Summary of Zinc Morning Meeting on May 16
Futures Market: Overnight, LME zinc opened at $2,760/mt. In the early session, a tug-of-war between longs and shorts saw LME zinc oscillate around the daily average line. During European trading hours, bears took the upper hand, pushing the center of LME zinc down to $2,715/mt. Entering the night session, it rebounded near the daily average line, ultimately closing down at $2,726/mt, down $35.5/mt or 1.29%. Trading volume decreased to 12,734 lots, while open interest increased by 1,548 lots to 225,000 lots. Overnight, the most-traded SHFE zinc 2506 contract opened lower with a gap at 22,490 yuan/mt. After dipping to 22,440 yuan/mt in the early session, bears took profits and exited, pushing SHFE zinc higher with the center moving up to 22,575 yuan/mt. It ultimately closed up at 22,595 yuan/mt, up 145 yuan/mt or 0.64%. Trading volume decreased to 57,656 lots, while open interest decreased by 2,645 lots to 96,405 lots.
Macro: US retail sales in April slowed significantly and PPI unexpectedly declined as policies such as tariffs began to curb demand. Trump said the US was close to reaching a nuclear deal with Iran. Putin refused to meet Zelensky, and peace talks in Turkey are unlikely to break the deadlock. Chinese Premier: Place the strategic foothold of development on strengthening the domestic circulation to hedge against uncertainties in the international circulation.
Spot Market:
Shanghai: The futures market maintained highs. Downstream inquiries and bargaining were scarce, and trading activity was sluggish. Traders continued to lower spot premiums to facilitate shipments, but downstream enterprises maintained just-in-time purchases, resulting in overall weak trading activity.
Guangdong: Overall, the center of the futures market moved higher yesterday, coupled with still relatively high premiums and discounts, leading to the emergence of fear of high prices among downstream buyers. In the morning session, traders faced difficulties in selling, prompting them to continuously lower premiums and discounts. In the second session, trading activity slightly picked up. The upward movement of zinc prices, coupled with sluggish spot trading, drove spot premiums and discounts lower.
Tianjin: The futures market continued to rise slightly yesterday. Downstream enterprises were cautious in purchasing due to fear of high prices, conducting only small-scale just-in-time restocking with few inquiries. Traders continued to lower premiums to facilitate shipments, resulting in overall poor market trading activity.
Ningbo: The impact of low-priced imports persisted. Domestic traders significantly lowered their spot premium quotes yesterday. However, some downstream enterprises had previously purchased a large amount of imported zinc ingots, maintaining a certain level of raw material inventory.

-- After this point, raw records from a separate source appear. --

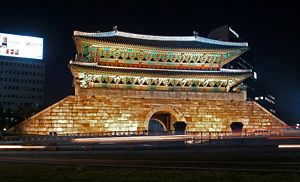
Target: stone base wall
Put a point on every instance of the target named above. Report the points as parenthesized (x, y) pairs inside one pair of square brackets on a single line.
[(110, 112)]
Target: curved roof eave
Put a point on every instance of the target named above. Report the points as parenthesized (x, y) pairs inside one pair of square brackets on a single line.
[(160, 38)]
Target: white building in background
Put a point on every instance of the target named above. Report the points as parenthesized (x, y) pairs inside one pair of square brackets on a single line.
[(22, 71)]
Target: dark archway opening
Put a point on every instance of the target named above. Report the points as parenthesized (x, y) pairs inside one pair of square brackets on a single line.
[(180, 127), (236, 126), (159, 123)]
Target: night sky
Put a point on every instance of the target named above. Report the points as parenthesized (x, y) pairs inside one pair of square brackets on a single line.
[(271, 29)]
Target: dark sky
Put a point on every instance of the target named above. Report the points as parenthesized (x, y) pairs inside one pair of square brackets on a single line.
[(271, 28)]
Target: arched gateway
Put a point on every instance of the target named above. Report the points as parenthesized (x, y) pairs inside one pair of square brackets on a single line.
[(124, 80), (162, 119)]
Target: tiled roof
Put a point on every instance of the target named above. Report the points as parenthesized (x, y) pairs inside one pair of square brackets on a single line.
[(161, 41)]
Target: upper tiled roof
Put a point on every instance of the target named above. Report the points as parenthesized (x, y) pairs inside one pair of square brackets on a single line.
[(161, 41)]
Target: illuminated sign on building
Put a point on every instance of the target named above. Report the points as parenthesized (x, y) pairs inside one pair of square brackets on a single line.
[(21, 46)]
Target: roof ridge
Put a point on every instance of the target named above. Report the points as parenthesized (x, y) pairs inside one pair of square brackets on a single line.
[(159, 38)]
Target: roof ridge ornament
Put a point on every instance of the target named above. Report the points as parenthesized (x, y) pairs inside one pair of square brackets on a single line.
[(115, 28), (195, 33)]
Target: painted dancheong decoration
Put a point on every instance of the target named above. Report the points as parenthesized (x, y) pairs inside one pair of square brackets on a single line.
[(133, 82)]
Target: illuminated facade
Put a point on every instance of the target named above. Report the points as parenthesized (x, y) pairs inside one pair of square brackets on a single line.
[(132, 82)]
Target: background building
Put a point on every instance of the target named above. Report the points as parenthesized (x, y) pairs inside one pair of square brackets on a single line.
[(22, 71)]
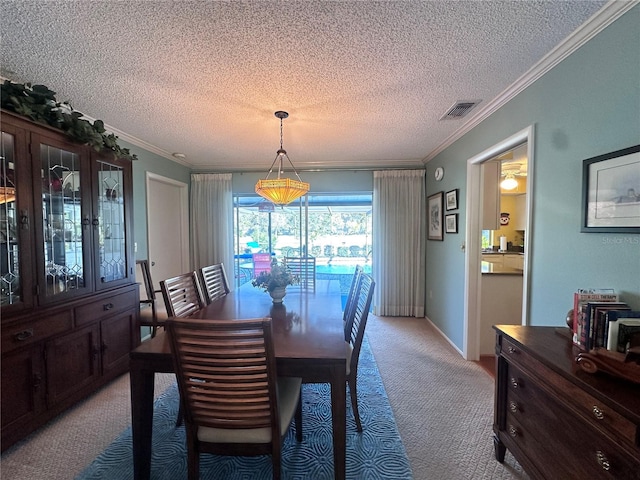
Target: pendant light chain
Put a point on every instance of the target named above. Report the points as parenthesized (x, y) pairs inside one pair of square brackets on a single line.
[(281, 191)]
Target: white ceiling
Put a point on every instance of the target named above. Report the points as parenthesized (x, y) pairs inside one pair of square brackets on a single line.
[(365, 83)]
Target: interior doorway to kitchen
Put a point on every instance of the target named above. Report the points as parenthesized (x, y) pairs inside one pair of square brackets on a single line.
[(473, 255)]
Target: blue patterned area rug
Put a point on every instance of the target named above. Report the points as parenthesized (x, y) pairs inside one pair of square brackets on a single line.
[(376, 453)]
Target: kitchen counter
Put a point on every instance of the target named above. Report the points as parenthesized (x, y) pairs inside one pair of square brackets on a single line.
[(497, 268)]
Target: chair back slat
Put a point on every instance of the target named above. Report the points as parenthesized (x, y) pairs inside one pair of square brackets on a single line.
[(360, 315), (226, 372), (214, 282), (305, 269), (182, 295), (152, 314), (351, 302), (261, 263)]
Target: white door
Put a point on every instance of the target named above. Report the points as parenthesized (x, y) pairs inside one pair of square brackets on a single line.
[(168, 227)]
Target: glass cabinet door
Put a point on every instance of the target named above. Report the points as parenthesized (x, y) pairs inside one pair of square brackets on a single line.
[(111, 225), (66, 222), (15, 218)]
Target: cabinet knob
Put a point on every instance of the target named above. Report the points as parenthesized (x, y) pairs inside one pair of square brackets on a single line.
[(599, 414), (602, 460), (37, 380), (23, 335)]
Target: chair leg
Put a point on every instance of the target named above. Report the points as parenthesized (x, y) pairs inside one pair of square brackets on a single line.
[(354, 400), (298, 418), (180, 416), (193, 461)]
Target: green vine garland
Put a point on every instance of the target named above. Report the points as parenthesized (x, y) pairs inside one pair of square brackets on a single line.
[(39, 103)]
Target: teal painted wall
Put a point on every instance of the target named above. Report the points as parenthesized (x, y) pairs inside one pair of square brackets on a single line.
[(149, 162), (586, 106)]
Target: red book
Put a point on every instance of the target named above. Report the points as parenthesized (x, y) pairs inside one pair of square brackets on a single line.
[(580, 299)]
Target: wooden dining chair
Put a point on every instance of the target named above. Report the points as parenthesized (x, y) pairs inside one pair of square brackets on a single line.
[(358, 321), (305, 269), (261, 263), (214, 282), (234, 402), (182, 295), (351, 302), (152, 313)]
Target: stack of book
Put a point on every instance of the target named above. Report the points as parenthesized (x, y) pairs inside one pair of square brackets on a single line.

Overall trading activity remained just-in-time.
Social Inventory: On May 15, LME zinc inventory decreased by 1,875 mt to 165,175 mt, a drop of 1.12%. According to SMM communications, as of May 15, the total zinc ingot inventory across seven locations tracked by SMM was 86,300 mt, an increase of 3,000 mt from May 8 and 800 mt from May 12, indicating a rise in domestic inventory.
Zinc Price Outlook: Overnight, LME zinc stopped rising and started to fall, with the 60-day moving average acting as resistance and the 40-day moving average providing support. The growth rate of US retail sales slowed down in April, and the month-on-month PPI rate unexpectedly declined. Weak economic data led to a fading of the earlier optimism due to the easing of trade tariffs, providing an opportunity for bears to enter the market. LME zinc was in the doldrums. Overnight, SHFE zinc recorded a small bullish candlestick, yet the center of the daily candlestick shifted downward, and the KDJ indicator's opening narrowed. Due to the influx of imported zinc ingots, as well as the impact of high zinc prices and the off-season, downstream buyers were cautious about purchasing at elevated levels, leading to an accumulation of social inventory. Meanwhile, as some smelters approached the end of their maintenance periods, the expected increase in supply was on the rise, causing zinc prices to jump initially and then pull back.